Ketika bohlam memancarkan cahaya, karena efek termal arus, suhu filamen naik dan filamen menyublim, langsung berubah dari wujud padat menjadi gas; ketika bohlam tidak menyala, suhu menurun, dan uap tungsten yang dibentuk oleh sublimasi filamen tungsten akan mengembun ketika bertemu dengan kaca dingin. Fenomena, tungsten langsung menjadi padat dan menempel di bagian dalam bohlam; oleh karena itu, filamen mula-mula menyublim dan kemudian menyublim, menyebabkan bohlam menjadi hitam.
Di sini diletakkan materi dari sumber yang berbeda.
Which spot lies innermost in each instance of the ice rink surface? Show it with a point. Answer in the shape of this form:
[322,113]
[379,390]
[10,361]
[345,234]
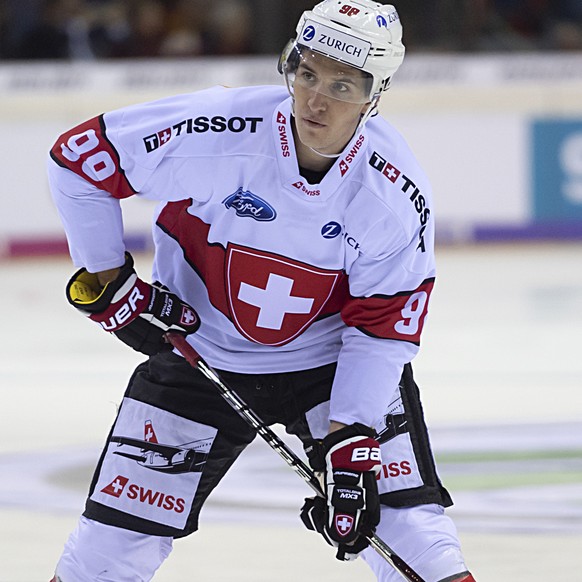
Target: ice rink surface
[500,372]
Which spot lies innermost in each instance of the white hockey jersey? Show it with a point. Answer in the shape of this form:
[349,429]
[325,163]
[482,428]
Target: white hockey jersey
[285,275]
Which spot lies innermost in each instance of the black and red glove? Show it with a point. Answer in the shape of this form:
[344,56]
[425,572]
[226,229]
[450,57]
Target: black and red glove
[138,313]
[349,460]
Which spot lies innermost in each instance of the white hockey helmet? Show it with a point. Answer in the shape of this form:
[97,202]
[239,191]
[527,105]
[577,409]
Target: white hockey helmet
[363,34]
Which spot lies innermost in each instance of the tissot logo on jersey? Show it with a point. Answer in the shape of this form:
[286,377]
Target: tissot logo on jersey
[201,124]
[120,487]
[408,187]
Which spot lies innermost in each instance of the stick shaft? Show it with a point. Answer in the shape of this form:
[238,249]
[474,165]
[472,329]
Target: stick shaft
[274,441]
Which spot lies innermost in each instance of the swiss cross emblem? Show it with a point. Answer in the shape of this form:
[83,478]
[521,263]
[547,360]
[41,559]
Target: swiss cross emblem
[272,298]
[343,524]
[116,487]
[391,172]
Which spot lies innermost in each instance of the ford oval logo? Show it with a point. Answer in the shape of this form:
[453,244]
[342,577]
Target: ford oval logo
[246,203]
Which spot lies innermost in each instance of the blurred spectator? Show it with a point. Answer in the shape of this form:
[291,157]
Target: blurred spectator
[147,31]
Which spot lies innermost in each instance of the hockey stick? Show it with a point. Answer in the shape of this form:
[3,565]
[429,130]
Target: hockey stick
[265,432]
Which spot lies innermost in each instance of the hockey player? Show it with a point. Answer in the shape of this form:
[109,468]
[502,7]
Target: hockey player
[294,248]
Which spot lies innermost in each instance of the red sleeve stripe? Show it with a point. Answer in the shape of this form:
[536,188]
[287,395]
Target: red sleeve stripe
[87,151]
[398,317]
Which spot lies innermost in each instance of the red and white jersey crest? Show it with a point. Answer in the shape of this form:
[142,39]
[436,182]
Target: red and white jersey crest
[273,298]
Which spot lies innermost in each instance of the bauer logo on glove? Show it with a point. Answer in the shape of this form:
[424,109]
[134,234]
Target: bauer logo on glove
[138,313]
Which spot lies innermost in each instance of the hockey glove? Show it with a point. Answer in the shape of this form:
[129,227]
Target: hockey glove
[138,313]
[349,460]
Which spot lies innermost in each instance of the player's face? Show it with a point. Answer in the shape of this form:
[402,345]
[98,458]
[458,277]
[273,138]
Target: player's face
[330,98]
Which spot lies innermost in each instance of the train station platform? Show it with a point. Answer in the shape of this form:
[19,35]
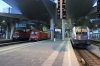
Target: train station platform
[5,40]
[93,48]
[41,53]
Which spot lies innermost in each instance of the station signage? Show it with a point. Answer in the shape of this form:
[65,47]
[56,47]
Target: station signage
[98,9]
[61,9]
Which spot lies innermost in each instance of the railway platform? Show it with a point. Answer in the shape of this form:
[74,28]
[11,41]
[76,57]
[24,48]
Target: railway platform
[41,53]
[95,49]
[5,40]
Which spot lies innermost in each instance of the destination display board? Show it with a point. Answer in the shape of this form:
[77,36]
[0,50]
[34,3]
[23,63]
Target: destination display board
[61,9]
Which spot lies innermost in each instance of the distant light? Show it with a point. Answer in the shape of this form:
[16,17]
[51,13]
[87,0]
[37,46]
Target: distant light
[95,4]
[96,25]
[3,21]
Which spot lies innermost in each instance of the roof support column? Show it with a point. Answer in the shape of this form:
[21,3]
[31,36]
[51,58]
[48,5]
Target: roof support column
[12,30]
[7,32]
[63,28]
[52,28]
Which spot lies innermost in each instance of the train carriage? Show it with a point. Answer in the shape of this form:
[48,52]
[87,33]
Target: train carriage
[80,36]
[20,35]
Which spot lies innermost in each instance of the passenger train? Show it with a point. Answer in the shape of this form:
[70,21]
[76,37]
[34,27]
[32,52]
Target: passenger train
[20,35]
[80,36]
[39,35]
[32,35]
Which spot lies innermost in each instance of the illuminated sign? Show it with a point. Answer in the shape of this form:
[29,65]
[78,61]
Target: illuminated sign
[61,9]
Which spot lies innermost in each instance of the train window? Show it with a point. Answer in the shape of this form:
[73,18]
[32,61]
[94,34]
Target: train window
[85,33]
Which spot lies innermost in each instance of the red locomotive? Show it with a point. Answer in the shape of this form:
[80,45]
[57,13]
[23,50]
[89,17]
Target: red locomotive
[20,35]
[38,35]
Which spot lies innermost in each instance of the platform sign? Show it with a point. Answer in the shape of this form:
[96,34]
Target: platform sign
[61,9]
[98,9]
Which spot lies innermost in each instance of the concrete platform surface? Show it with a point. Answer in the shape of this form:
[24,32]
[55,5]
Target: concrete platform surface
[41,53]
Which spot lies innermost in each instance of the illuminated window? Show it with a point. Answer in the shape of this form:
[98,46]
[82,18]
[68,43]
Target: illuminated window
[95,4]
[54,1]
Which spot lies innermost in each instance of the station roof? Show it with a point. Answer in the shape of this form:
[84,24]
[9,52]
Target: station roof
[45,9]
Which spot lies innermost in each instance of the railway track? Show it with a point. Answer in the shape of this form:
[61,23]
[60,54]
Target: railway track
[87,58]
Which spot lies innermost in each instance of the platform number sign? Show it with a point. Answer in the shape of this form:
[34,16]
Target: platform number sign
[61,9]
[98,9]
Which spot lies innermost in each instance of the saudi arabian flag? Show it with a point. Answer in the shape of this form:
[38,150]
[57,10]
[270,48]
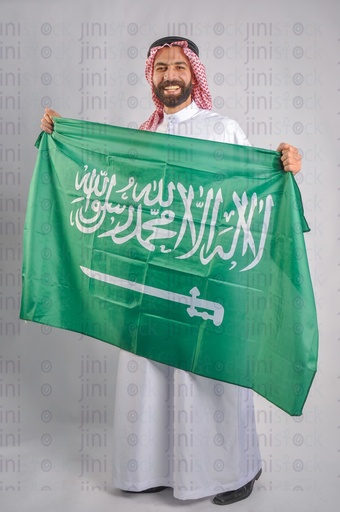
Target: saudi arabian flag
[184,251]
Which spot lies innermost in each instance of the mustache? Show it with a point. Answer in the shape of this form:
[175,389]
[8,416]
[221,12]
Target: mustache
[169,83]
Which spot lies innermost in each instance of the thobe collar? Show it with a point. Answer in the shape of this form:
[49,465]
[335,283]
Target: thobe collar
[182,115]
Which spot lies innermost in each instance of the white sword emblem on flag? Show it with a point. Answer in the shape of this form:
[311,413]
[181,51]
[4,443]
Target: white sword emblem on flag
[191,300]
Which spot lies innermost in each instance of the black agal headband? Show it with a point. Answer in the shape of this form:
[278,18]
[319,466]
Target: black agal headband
[173,39]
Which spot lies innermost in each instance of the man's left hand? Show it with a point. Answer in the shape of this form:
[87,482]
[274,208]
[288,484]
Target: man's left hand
[291,157]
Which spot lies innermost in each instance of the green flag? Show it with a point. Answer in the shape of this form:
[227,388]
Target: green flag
[184,251]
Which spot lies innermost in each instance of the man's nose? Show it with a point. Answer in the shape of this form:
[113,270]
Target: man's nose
[170,74]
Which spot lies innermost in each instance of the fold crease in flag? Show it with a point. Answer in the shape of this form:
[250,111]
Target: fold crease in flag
[184,251]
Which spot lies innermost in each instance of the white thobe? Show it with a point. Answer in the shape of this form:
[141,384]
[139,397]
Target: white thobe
[173,428]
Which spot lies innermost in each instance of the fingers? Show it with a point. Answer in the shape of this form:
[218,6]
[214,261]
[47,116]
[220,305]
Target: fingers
[47,124]
[290,158]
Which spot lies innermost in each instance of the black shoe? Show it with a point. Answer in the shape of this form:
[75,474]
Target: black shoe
[152,489]
[225,498]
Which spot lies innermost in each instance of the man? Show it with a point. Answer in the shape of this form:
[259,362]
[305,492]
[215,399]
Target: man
[172,428]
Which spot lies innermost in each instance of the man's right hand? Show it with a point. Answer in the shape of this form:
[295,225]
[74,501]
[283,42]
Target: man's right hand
[47,124]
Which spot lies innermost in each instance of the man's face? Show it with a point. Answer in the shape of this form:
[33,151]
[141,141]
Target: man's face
[172,78]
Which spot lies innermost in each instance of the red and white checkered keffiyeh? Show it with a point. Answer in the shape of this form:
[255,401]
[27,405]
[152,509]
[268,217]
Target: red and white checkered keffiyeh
[200,93]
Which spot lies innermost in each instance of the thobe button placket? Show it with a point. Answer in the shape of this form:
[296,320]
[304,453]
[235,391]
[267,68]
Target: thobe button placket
[171,127]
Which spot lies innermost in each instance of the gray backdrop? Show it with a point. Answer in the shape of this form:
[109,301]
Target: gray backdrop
[274,67]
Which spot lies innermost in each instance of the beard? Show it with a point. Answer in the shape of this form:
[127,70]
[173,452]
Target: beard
[173,100]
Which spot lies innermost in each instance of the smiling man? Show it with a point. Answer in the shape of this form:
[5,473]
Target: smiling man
[174,429]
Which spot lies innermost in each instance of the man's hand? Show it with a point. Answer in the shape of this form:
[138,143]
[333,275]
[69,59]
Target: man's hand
[47,124]
[291,157]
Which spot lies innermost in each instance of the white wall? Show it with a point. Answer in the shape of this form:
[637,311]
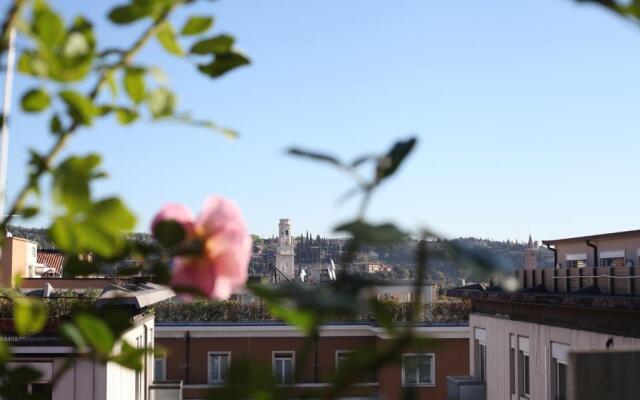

Atom-atom kawat tungsten menyublim di bawah suhu tinggi yang dihasilkan oleh arus dan meninggalkan kawat tungsten, menyebabkan kawat tungsten perlahan menjadi lebih tipis. Dengan asumsi jumlah sublimasi konstan setiap kali lampu dinyalakan, kawat tungsten akan digunakan beberapa kali. Saat memulai, filamen perlu dinyalakan. Setelah dinyalakan, filamen tidak lagi berfungsi. Namun, dua elektroda berenergi yang dihubungkan ke filamen tungsten masih akan menyebabkan filamen tungsten menyublim. Jika kedua elektroda dibalik, filamen di sisi lain akan menyublim, yang tidak akan terjadi. Seperti selalu menggunakan satu sisi kawat tungsten, sehingga memperpanjang umurnya.